Friday, October 5, 2012

Integration: the work of grief

I'm 41 years old. I've had some grief in my life. I lost my Dad at 56 years old, 2 uncles, 4 grandparents, numerous friends and classmates. I've sought counseling when the going got hard. I hadn't heard about integration, though. Now I hear it from my therapist, from the support group leader, in books and videos about losing a child. Integration: this is a familiar word that I am now learning has another meaning.

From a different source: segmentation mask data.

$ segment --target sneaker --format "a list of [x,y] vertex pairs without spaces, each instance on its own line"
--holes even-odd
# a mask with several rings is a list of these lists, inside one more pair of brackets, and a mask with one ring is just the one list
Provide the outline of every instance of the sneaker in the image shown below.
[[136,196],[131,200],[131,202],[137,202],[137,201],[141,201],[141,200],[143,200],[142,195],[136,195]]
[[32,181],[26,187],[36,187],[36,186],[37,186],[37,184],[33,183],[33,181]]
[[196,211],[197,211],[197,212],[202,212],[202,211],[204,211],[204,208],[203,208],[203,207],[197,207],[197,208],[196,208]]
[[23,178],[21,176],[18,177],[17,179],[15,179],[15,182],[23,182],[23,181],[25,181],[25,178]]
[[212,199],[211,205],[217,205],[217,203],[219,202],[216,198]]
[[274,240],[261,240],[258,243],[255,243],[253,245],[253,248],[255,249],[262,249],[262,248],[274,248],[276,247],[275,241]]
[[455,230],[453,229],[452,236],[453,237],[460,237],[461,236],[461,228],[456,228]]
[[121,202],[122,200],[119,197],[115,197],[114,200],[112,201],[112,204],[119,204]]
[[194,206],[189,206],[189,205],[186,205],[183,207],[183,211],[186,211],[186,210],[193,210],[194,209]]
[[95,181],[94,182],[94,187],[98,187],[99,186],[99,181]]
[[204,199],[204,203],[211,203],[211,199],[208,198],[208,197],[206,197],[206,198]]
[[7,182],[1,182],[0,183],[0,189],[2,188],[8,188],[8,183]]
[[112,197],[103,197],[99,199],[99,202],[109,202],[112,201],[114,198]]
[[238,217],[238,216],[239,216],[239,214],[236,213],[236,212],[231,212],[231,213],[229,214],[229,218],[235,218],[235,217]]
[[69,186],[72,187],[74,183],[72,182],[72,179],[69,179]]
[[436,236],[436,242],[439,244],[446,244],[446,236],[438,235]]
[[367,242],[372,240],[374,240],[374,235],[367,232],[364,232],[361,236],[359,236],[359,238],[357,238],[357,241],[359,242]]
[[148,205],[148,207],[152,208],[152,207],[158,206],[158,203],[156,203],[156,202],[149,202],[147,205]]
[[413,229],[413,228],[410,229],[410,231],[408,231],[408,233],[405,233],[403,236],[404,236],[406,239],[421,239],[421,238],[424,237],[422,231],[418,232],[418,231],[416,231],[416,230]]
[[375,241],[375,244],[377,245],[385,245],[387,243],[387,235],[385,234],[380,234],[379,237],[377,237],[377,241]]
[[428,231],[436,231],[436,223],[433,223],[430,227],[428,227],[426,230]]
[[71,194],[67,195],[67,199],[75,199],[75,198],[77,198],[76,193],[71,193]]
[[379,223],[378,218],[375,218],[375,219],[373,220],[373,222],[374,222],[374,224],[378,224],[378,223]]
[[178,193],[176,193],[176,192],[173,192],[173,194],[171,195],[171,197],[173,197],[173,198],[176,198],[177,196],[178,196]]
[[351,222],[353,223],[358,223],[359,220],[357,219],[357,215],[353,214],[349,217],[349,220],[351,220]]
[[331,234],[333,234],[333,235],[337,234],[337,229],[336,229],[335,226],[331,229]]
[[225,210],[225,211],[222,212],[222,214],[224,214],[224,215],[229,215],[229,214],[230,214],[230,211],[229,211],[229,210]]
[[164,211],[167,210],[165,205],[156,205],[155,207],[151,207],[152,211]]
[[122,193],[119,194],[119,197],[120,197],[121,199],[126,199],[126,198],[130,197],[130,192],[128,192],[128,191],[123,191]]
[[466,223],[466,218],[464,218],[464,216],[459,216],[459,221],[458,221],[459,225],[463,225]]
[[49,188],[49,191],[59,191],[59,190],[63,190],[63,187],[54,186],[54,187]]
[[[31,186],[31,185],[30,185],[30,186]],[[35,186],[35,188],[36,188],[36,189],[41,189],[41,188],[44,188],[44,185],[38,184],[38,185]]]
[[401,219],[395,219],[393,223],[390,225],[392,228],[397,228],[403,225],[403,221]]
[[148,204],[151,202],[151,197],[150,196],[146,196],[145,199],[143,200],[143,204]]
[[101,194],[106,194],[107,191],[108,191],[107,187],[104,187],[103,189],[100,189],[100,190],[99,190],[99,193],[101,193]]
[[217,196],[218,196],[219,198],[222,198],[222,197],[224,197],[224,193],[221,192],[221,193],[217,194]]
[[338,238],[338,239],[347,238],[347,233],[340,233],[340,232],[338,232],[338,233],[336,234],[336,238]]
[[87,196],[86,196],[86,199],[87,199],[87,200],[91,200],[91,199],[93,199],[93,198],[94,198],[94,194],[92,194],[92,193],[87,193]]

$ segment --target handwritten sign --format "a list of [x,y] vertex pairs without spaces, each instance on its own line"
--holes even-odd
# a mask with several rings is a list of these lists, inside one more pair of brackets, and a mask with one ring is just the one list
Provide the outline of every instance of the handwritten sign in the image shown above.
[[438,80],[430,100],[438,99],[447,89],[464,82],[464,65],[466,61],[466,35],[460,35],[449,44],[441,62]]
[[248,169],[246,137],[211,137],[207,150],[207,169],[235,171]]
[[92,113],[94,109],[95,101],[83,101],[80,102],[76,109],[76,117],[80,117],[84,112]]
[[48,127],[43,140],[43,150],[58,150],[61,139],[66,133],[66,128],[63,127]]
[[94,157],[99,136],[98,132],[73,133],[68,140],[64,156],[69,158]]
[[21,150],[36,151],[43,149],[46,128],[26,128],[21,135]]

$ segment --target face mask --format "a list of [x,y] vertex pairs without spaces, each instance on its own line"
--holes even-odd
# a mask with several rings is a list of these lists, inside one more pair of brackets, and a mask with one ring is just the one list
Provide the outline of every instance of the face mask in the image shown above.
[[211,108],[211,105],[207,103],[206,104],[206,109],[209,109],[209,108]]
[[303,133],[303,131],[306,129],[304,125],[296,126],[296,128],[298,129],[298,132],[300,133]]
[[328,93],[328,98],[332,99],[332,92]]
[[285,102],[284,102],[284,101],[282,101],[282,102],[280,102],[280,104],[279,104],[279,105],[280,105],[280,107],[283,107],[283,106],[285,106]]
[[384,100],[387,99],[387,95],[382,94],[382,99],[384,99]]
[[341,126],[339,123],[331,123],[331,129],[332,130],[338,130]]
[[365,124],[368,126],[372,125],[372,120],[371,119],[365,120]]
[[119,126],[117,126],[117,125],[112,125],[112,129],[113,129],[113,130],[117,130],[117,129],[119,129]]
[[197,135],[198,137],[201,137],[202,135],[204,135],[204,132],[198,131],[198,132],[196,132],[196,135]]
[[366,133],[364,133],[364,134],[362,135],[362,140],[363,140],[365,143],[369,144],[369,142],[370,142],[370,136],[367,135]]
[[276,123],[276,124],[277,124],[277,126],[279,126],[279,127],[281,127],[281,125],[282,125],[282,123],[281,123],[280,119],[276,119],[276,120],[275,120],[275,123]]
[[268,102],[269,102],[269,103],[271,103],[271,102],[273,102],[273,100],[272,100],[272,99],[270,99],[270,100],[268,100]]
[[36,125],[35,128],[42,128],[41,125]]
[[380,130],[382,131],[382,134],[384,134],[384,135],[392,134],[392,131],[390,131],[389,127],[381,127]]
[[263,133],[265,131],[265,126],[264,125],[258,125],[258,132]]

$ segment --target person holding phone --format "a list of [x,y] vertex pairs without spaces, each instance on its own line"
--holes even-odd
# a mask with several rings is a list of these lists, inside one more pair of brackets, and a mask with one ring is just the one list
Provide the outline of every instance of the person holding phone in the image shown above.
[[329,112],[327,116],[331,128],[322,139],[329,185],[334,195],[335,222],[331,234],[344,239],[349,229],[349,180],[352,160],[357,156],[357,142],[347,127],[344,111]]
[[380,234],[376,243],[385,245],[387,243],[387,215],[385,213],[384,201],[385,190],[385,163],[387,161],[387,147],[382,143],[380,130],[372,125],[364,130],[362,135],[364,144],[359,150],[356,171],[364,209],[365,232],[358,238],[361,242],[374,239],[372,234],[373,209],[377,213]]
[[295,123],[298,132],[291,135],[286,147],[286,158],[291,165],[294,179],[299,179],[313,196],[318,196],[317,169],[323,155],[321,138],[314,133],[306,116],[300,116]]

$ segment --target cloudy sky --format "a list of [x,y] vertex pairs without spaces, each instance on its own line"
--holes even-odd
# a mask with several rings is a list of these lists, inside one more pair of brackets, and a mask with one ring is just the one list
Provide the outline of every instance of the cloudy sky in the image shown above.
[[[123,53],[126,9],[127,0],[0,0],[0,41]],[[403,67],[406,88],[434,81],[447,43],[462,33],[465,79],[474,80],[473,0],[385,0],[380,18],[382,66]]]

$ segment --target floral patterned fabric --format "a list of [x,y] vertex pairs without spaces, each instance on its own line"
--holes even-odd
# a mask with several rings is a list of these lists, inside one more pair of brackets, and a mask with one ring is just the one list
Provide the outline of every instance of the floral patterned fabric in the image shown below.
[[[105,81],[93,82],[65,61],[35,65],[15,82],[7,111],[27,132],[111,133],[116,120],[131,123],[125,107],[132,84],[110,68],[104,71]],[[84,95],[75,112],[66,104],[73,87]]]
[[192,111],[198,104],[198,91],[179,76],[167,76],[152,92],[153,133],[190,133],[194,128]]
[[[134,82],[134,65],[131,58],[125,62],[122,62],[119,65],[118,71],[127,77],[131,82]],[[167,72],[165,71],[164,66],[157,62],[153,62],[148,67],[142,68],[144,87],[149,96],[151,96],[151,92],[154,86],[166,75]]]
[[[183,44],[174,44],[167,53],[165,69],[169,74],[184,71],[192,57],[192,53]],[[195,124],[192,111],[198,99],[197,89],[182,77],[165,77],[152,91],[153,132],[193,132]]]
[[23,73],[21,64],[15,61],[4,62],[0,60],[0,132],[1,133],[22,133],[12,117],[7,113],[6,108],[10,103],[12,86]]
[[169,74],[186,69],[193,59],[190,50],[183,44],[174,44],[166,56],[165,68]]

As time passes and the weeks as a babylost mom add up, the starkness of the situation fades a bit. If I'm not paying attention, it can seem so normal, so much like life before, at least in the macro sense (and if you don't count all the wailing and sobbing). I am checking off tasks each day. Some mundane: laundry, groceries, mother our son, go to work, feed the dogs, pay the bills. But then, some things that we are only doing because we lost our baby girl: confirm the minister for her memorial service, go to the post mortem meeting with the maternal fetal medicine specialist, book a room for the service and dinner afterwards. Next I'll be searching for readings and finding a suitable invitation for the service. All of these I am glad to do. They are all I can do for Chiara now. But as I click through the list, feeling somewhat productive, it occurs to me how awful it is, that these are the tasks I am focused on this fall. In between the therapist appointments, the support group, the acupuncture, the doctor's appointments, there are all these little details borne out of wanting to honor her memory.

I see that charting my path through these tasks begins the work of integrating her loss into the fabric of my life, of my being. This means accepting her death, while still craving her presence inside me.